This Saturday is the annual Berkshire Hathaway shareholders meeting, and Warren Buffett and his right-hand man Charlie Munger are set to answer investors' questions. Over the last half-century, Buffett has taken a failing textile company and turned it into a legendary conglomerate.
Using historical price data for Berkshire Hathaway class A shares from a retrospective analysis of Buffett's outsized returns and from Yahoo! Finance, we calculated how much $1,000 of Berkshire stock would be worth today if you invested that money at the end of each year of Buffett's tenure.
That $1,000 invested in 1964, when Buffett took over the company and shares cost just $19, would be worth about $13 million dollars today, based on the $249,010 price of the stock on May 3. $1,000 invested in 1990 would be worth $37,305 today.

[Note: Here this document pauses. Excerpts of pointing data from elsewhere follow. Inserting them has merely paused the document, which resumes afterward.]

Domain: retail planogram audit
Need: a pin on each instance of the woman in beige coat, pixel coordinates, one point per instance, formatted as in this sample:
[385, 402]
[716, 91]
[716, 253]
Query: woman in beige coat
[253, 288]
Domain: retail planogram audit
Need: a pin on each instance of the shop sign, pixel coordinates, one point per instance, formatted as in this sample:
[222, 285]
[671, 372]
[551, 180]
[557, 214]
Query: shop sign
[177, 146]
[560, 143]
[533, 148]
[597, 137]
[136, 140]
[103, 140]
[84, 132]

Here's a chart showing the current value of Berkshire Hathaway stock bought at different times in the last fifty years:
Business Insider/Andy Kiersz, data from Yahoo Finance and Statman and Scheid
Investing in the first couple decades of Buffett's stewardship would have lead $1,000 to grow to several million dollars by today. After about 1980 or so, those gains were much more modest, although still extremely impressive.
To get a better handle on the last thirty or so years of Berkshire Hathaway, which become hard to see on the above chart owing to the extremely large returns from earlier years, here's the same chart using a logarithmic scale, in which the vertical axis is incremented in powers of ten, making it easier to compare the large range of price returns we're looking at:
Business Insider/Andy Kiersz, data from Yahoo Finance and Statman and Scheid
We'll have full coverage of the annual meeting on Saturday.